Face à ce fléau, les solutions semblent lointaines. La régulation des cultes, promise après Shakahola, reste lettre morte. Les programmes de déradicalisation, pourtant essentiels, brillent par leur absence. Les habitants, eux, vivent dans la peur d’un « Shakahola Trois ». Pourtant, des voix comme celle de Victor Kaudo appellent à l’action, plaidant pour une prise de conscience collective et une réforme profonde du système.

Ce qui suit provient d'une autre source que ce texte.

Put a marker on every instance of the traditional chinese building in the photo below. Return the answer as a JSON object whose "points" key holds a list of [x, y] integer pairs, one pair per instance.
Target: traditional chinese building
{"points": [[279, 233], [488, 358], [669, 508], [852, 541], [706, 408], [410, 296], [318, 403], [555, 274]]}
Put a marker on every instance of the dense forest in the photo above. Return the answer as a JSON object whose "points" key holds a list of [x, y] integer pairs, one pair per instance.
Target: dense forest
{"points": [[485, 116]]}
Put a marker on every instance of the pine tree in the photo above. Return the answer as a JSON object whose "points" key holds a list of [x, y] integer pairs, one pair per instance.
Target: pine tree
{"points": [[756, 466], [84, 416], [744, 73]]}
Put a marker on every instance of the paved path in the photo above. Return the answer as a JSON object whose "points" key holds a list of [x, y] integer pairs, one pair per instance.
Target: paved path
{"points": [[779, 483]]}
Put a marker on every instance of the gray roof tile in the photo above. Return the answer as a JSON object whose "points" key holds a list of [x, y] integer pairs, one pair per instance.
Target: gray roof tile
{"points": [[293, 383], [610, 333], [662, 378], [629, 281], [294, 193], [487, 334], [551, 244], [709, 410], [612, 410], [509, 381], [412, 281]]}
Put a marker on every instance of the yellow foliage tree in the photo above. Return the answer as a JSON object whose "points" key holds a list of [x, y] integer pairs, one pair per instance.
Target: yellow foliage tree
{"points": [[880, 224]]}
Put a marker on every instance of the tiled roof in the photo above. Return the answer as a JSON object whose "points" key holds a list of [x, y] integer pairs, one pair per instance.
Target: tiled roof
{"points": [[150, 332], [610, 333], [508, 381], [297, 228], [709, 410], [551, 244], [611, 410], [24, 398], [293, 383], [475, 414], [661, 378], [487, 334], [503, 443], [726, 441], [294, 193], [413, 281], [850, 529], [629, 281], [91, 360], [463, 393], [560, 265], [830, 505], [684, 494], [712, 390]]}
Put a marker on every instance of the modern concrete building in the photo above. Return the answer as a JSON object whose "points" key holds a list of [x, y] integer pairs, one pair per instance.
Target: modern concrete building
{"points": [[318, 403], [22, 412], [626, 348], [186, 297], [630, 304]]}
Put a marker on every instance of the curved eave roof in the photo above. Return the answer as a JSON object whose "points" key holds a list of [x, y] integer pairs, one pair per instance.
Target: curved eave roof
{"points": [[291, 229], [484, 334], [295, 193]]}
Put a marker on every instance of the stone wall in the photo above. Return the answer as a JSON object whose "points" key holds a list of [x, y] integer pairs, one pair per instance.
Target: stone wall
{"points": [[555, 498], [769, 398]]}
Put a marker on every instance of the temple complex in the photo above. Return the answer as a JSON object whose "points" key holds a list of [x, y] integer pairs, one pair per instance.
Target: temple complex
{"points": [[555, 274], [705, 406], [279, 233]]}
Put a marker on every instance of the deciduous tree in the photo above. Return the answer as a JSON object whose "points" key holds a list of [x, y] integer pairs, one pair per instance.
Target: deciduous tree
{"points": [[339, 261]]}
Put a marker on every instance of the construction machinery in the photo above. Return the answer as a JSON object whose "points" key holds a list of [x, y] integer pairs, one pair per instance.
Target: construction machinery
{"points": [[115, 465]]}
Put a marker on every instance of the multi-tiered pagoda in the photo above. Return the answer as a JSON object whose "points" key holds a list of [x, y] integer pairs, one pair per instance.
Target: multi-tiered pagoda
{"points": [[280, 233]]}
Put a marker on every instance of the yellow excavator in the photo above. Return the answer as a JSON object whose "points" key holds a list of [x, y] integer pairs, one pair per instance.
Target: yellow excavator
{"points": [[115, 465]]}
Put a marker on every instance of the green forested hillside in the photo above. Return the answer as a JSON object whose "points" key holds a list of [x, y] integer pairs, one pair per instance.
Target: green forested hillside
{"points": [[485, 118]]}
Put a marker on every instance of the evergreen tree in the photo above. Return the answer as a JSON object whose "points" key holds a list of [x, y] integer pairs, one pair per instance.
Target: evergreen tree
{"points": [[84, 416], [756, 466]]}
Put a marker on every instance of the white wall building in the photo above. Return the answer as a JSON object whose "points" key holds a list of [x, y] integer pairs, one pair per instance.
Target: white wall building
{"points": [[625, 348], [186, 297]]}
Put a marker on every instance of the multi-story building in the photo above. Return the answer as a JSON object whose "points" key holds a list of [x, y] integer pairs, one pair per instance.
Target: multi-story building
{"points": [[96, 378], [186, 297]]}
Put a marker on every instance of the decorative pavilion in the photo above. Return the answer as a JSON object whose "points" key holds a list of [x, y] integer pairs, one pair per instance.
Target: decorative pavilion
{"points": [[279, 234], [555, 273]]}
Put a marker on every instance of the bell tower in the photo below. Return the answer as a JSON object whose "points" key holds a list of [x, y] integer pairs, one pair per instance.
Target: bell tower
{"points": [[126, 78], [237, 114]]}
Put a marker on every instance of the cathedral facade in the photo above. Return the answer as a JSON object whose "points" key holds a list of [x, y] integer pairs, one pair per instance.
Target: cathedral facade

Le Kénya, tiraillé entre ses aspirations modernes et ses défis structurels, doit faire face à cette menace insidieuse. La persistance de ces sectes, alimentée par la pauvreté et l’absence de contrôle, met en lumière les fractures d’une société où la foi, parfois, devient une arme. Combien de temps faudra-t-il pour briser ce cycle ?

En résumé :

  • 34 corps découverts à Binzaro, liés à une secte héritière de Shakahola.
  • Les sépultures individuelles marquent une évolution des méthodes criminelles.
  • La pauvreté et l’absence de régulation favorisent ces dérives.
  • Les enquêtes piétinent, tandis que le risque d’un nouveau massacre plane.

Le drame de Binzaro n’est pas qu’une tragédie locale. Il interroge la capacité d’un pays à protéger ses citoyens face à des idéologies destructrices. Alors que les tombes s’accumulent, une question demeure : le Kénya saura-t-il tirer les leçons de Shakahola pour éviter un nouveau cauchemar ?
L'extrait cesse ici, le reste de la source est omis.